No one warns me about paradoxical reactions.
And that’s how I find myself here, jittery
on the laz-e-boy in the dark of night. It’s not
just that I’m not drowsy: I’m the polar opposite.
I’ve never been this awake, this aware, this anxious,
nor even this fidgety (and that’s saying something,
given my yet-to-be-diagnosed ADHD).
I thought benzodiazepines were meant to help
with mental health issues, but tonight I hallucinate
for the first (oh, and please, I beg you, last) time.
Time stretches, and the seven hours of relative darkness
are an eternity during which spiders and elephants
crawl out of the ceiling.
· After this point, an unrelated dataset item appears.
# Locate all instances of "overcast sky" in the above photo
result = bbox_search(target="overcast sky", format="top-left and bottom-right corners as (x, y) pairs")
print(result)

The absorbable sutures
that tether me to reality inform me that what I see
cannot possibly be real, but I live out this eternal night
in fear that it just may be.
The haemorrhage between my legs continues,
overflowing onto the cushion beneath,
as the creatures from another plane descend upon me,
never quite reaching their destination, and the floor seems
to tip away to some other plane again that I’d be willing
to visit at this point.
What’s that you’re asking? The pain?
Excruciating still.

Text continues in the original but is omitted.